荣凤祥出奇地没有动气,只淡淡地说道:“宋兄教训得好。小弟怎会有意见呢?”

寇仲和徐子陵却是心中暗懔,此人能屈能伸,说话大方得体,确是个人物。

伏骞欣然笑道:“在何处动手都没有问题,就算在这里,伏骞也可保证能不损片木块瓦,但对手的情况如何,就非我可控制。”

众人一阵起哄,这等于伏骞自我限制了出手的方式。

一声长笑,来自李世民的阵营中,只见英伟挺拔的庞玉大步走出,微笑道:“伏王子此言,惹得庞玉心痒难熬,忍不住要领教高明。不如我们订下规则,谁若失手损毁任何物件,便算输了如何?”

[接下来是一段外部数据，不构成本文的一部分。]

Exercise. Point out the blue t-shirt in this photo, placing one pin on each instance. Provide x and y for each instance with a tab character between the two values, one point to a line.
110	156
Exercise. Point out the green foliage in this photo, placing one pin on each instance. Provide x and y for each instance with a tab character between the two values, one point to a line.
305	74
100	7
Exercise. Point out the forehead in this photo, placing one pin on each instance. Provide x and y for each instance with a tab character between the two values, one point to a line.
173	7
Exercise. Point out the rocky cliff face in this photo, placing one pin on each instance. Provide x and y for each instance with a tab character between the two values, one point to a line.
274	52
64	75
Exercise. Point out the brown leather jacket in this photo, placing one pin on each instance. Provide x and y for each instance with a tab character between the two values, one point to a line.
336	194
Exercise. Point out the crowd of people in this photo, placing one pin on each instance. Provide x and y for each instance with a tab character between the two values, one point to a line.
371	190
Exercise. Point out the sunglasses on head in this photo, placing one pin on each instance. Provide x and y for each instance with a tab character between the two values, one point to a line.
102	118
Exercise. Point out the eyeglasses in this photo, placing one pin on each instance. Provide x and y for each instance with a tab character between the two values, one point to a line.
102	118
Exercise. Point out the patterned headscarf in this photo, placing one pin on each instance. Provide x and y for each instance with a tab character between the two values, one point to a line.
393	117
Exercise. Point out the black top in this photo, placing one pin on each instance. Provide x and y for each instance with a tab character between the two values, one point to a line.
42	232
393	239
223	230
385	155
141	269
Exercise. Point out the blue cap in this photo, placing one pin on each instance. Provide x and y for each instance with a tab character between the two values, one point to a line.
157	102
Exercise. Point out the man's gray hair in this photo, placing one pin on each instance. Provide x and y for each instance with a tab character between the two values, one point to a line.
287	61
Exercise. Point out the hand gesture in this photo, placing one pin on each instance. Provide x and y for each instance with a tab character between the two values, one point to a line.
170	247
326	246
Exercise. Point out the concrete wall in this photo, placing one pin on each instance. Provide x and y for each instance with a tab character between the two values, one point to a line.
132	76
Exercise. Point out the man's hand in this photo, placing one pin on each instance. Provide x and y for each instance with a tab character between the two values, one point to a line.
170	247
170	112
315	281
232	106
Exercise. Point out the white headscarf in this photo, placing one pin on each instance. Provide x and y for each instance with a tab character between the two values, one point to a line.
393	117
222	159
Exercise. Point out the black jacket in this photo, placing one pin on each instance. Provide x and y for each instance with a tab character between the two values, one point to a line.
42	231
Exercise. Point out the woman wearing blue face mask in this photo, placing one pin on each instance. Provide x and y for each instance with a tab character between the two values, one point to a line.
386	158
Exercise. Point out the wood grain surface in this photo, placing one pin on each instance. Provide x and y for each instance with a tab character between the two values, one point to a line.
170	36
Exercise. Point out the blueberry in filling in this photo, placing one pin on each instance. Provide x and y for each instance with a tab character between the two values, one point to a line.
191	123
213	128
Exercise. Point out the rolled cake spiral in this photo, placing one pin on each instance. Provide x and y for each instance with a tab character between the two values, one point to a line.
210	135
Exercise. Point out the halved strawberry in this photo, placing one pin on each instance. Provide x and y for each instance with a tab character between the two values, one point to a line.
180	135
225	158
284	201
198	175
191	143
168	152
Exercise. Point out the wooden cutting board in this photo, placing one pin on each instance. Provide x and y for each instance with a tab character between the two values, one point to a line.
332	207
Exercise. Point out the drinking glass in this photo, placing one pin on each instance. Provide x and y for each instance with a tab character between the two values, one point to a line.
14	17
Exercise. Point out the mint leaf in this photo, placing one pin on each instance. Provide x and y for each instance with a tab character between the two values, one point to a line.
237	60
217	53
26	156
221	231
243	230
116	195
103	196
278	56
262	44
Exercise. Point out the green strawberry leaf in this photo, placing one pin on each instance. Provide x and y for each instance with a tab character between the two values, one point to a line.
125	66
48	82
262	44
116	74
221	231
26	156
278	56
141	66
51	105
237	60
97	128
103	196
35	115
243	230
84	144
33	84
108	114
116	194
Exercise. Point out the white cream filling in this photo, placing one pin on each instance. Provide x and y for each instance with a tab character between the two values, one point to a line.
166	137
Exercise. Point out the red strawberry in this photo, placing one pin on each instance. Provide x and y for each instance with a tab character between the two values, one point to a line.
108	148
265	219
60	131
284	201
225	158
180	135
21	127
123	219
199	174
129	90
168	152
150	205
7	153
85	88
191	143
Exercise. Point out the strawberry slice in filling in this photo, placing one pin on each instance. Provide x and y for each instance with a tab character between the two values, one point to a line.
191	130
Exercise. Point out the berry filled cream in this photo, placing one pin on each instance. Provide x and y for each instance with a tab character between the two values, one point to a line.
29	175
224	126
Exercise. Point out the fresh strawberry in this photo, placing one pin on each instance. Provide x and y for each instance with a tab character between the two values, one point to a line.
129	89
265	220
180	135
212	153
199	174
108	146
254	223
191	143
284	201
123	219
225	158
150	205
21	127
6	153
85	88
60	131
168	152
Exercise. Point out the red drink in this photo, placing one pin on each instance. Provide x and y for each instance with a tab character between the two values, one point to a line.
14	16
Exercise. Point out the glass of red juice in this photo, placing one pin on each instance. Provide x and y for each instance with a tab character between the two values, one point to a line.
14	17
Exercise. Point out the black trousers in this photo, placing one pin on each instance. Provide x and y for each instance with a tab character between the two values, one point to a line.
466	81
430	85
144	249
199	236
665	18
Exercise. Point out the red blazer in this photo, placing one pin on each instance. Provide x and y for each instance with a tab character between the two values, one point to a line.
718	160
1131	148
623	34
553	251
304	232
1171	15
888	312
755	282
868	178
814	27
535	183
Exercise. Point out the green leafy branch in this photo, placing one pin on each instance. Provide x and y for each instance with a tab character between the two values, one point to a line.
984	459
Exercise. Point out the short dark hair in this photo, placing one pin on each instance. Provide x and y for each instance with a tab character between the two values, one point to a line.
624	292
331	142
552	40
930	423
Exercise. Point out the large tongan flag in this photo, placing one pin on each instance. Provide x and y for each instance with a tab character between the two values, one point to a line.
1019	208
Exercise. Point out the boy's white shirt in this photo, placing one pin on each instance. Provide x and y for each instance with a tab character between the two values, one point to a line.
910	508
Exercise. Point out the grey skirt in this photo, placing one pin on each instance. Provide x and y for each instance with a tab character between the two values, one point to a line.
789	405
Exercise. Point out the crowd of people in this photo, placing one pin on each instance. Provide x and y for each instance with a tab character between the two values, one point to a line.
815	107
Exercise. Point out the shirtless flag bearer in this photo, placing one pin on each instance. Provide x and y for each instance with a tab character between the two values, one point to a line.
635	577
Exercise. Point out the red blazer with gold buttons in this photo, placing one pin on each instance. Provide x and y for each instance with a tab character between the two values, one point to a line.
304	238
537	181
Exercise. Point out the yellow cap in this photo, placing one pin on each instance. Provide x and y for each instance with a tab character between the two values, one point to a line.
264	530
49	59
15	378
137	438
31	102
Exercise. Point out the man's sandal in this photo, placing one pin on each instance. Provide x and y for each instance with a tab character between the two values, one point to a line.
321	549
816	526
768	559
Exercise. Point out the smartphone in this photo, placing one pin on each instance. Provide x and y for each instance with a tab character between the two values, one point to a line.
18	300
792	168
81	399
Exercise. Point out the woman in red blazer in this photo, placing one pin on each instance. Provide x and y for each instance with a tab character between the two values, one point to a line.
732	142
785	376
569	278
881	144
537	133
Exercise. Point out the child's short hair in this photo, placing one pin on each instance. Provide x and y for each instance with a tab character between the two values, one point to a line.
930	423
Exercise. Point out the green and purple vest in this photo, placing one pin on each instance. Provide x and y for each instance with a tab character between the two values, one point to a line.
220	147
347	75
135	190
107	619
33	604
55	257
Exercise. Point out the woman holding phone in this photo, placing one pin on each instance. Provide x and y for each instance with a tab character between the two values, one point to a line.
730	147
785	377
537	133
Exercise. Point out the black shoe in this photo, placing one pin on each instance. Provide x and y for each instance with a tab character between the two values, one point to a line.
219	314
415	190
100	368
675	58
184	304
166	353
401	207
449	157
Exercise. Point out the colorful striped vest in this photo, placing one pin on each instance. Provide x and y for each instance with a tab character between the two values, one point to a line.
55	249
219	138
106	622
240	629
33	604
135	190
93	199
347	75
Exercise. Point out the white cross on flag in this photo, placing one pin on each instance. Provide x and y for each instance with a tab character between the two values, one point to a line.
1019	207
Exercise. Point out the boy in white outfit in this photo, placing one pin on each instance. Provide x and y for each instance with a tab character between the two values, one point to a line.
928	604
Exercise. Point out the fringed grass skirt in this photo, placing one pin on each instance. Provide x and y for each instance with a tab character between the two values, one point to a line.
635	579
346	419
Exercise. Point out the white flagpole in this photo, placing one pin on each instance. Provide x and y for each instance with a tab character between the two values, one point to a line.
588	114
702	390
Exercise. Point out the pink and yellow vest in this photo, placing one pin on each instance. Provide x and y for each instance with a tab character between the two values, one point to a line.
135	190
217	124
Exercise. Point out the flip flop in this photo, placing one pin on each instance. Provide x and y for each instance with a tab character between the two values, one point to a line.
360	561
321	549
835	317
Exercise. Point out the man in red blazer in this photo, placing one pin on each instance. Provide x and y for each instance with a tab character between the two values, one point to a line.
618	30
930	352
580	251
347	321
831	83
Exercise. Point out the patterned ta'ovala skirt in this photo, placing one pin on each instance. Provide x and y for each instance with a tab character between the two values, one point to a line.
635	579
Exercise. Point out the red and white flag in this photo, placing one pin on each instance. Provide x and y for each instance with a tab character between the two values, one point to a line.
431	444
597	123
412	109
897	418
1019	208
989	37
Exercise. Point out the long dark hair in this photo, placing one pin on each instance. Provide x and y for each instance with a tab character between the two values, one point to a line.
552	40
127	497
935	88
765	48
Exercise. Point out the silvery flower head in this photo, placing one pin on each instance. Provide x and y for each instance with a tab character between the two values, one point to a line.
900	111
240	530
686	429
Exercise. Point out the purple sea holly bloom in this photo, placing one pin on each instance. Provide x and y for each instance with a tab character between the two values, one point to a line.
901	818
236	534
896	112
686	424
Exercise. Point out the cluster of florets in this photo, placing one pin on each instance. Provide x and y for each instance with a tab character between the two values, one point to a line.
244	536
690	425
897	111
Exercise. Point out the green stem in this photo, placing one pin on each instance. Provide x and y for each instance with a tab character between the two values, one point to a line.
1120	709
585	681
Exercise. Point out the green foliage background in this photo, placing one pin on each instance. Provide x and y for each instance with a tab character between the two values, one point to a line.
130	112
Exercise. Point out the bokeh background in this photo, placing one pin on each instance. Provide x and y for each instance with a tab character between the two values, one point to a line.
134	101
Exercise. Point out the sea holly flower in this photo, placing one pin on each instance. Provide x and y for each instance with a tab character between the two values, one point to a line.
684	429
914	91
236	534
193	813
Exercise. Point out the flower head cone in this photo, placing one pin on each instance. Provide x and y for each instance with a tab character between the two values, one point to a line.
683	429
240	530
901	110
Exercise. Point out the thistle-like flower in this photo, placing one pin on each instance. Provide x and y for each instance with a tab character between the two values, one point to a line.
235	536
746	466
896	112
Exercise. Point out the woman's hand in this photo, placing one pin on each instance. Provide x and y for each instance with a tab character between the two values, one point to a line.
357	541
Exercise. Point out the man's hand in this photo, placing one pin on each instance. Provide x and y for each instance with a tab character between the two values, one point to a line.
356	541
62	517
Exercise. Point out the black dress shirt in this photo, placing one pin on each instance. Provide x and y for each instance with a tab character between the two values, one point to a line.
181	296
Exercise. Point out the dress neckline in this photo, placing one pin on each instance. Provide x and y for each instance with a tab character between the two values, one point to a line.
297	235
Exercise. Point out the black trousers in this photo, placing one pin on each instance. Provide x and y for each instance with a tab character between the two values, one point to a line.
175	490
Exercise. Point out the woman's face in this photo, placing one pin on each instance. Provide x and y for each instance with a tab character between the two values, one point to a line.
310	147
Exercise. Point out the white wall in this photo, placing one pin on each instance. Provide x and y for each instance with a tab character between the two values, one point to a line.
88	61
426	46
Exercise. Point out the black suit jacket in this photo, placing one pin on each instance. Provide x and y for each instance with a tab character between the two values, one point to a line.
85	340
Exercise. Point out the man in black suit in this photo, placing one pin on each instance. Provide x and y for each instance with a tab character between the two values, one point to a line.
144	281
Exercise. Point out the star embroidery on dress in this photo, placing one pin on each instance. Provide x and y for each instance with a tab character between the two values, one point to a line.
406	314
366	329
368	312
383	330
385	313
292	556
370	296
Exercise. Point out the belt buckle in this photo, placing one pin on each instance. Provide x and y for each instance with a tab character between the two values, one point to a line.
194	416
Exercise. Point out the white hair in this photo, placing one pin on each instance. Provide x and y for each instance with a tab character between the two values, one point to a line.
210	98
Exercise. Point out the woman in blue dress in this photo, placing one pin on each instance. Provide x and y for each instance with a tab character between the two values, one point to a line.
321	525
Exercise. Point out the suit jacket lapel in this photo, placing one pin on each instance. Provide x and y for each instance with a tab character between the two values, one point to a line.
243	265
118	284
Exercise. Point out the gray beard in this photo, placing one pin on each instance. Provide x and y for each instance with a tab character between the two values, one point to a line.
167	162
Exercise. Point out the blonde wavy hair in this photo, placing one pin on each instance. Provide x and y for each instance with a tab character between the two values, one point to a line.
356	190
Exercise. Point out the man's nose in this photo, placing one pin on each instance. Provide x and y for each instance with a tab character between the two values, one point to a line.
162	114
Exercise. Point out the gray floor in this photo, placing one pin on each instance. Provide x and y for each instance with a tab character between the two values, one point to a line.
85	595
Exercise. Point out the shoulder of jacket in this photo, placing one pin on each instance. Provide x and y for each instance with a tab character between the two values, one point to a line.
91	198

若庞玉是来自突利的一方,众人绝不会有丝毫奇怪。皆因突厥近年声势日盛,实行对四邻侵略的扩张国策,故一向与吐谷浑结有深仇。但出言者竟是李世民天策府的一级高手,便让人感觉事情并非是一般争执那么简单,而是牵涉到争霸天下的大业。

吐谷浑一方高手立时跃跃欲试,欲替伏骞出战,却给伏骞打手势阻止,铜铃般的巨目透出笑意,朝李世民道:“若庞兄一时失手,败给在下,秦王是否亲自下场?”

旁观者立时止哄,变得鸦雀无声,看李世民如何应付伏骞的挑战。

李世民双目寒芒闪闪,锐利如刀刃的眼神与伏骞毫不相让地对视了令人心弦紧扯的片晌后,哑然失笑道:“王子果是豪气逼人,既是如此,不如小弟和王子先玩一场,免得给旁人说我李世民使的是车轮战术。”

连寇仲也对李世民的胆色风度深为倾倒。

这才是真正的英雄好汉。要知从没有人见过伏骞出手,不过只看他敢挑战曲傲,“悍狮”慕铁雄则仍躺在梯阶之间,便知此人绝不好惹。李世民敢亲身犯险,与高深莫测的伏骞交手,岂是懦夫敢为的事。

旁观者采声四起,显都为李世民心折。善玩言语手段的突利竟没有插嘴,一派坐山观虎斗的暧昧神态。李世民一方的尉迟敬德等人,却没有露出丝毫不安之色,似是对李世民信心十足。

伏骞颔首赞许,负手从容道:“秦王不必有此顾虑,本人自创的“伏养气功”,专讲潜藏生息之法,一人十人都不会有多大分别,若与庞兄一战侥幸胜出,反有热身作用,占便宜的实是小弟而非世民兄。”

这番说话出口,立时惹来一阵哗然。表面听是谦虚非常,骨子里却是傲气凌人,隐有不可一世的豪气。

庞玉哈哈一笑,踏前三步,离伏骞只有丈许距离,施礼道:“王子既有此豪语,请恕庞玉大胆冒犯,请王子赐教。”

这天策府的高手长得如玉树临风,锋芒四射,予人好感。

李世民笑道:“既是如此,世民自乐得在旁欣赏!”

大局已定,伏骞与庞玉一战势在必行。

突利此时长笑道:“如确有机缘,下一场秦王可否让给我这对王子心仪已久的仰慕者?”

此着登时为手下被辱的突利挽回所有颜面。

谁都想不到董家酒楼顶层的梯井处,突然间会成为各方领袖争霸决胜的场所。假若伏骞或突利任何一方败北,势将声势大挫,动辄还有难以全身而退的惨淡收场。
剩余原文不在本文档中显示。